Its summer time and its the season for mangoes. Totally love the delicious ripe mangoes. Apart from the ripe ones, raw mangoes are available in plenty during this season. Sour, green raw mangoes are used to make mango pickle, one of the most popular pickles.
Home-made pickles always seem to taste better than the ready-made ones. I ended up preparing this delicious South Indian grated mango thokku pickle.
This pickle goes well with curd rice, parathas, dosas, bread or as as side dish for rice.

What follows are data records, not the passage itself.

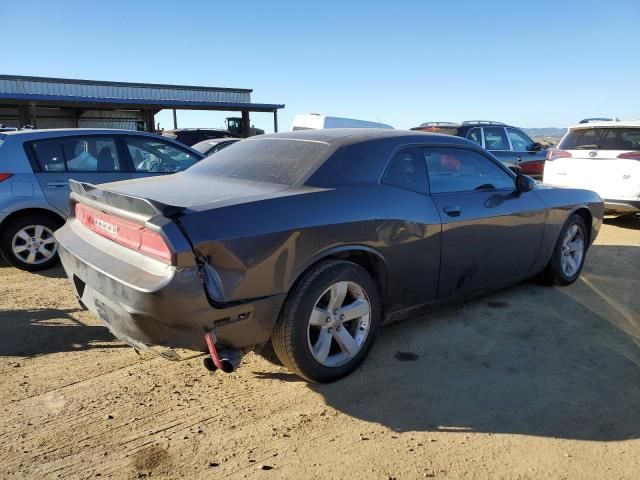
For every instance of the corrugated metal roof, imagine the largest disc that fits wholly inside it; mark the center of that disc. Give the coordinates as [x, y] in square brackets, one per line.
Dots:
[125, 93]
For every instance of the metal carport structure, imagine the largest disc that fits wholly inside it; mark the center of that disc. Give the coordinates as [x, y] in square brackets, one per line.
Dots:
[45, 102]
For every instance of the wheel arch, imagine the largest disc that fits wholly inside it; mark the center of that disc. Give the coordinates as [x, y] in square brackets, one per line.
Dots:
[25, 212]
[586, 215]
[366, 257]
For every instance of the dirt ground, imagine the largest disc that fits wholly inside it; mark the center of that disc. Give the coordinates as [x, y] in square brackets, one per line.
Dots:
[528, 383]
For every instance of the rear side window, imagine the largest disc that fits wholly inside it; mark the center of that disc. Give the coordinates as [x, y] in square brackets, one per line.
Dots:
[49, 156]
[601, 139]
[155, 156]
[519, 140]
[475, 136]
[281, 161]
[495, 138]
[407, 170]
[459, 170]
[77, 154]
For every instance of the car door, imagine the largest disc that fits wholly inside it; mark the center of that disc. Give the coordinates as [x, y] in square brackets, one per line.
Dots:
[153, 156]
[490, 232]
[85, 158]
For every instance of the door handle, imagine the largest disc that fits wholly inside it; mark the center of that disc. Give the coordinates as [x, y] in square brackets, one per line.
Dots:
[452, 211]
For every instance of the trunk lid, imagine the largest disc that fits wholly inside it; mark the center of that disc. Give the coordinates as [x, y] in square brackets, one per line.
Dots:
[194, 191]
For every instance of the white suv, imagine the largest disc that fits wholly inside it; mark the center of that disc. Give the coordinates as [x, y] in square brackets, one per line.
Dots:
[603, 157]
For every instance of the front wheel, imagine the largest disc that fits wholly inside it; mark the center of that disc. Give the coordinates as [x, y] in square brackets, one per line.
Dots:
[568, 256]
[328, 322]
[28, 243]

Mango Thokku | Manga Thokku | Mango Pickle
- 1 raw mango, medium-sized
- 1/4 tsp turmeric powder
- 2 tsp red chilli powder
- 1/4 tsp fenugreek seeds / vendhayam
- A large pinch of asafoetida
- 1/2 tsp mustard seeds
- 2 tbsp sesame oil / gingelly oil
- A few curry leaves
- Salt to taste
- Peel the skin of the mango and grate it.
- Dry roast fenugreek seeds and powder it.

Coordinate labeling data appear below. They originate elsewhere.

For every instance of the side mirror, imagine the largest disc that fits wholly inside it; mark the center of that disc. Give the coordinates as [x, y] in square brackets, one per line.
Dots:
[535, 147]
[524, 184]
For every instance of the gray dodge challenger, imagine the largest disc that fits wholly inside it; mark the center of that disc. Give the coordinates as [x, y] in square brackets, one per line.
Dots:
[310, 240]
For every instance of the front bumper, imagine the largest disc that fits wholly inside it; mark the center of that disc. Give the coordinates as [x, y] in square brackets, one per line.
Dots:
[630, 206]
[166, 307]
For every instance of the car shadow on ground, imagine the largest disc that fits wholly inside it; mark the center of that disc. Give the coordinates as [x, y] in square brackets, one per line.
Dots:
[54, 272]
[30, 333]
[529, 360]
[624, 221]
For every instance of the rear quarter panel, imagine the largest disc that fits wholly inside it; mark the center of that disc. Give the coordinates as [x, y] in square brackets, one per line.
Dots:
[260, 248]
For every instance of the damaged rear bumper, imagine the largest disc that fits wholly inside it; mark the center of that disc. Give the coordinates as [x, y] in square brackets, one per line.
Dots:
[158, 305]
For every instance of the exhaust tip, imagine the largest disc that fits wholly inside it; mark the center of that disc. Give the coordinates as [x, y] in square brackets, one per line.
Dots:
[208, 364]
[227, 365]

- Heat oil in a pan. Add mustard seeds, asafoetida and curry leaves.
- When mustard seeds splutter, add grated mango.
- Fry the mango in low flame, for about 4-5 minutes, till it turns soft.
- Now add salt, red chilli powder and turmeric powder and mix well.
- Fry in low flame till the oil separates.
- Finally add fenugreek powder. Fry for a minute and switch off the flame.
- Let it cool and then transfer the mango thokku to a clean, dry container.
- Refrigerate the mango thokku pickle. This stays well for about a month, when refrigerated.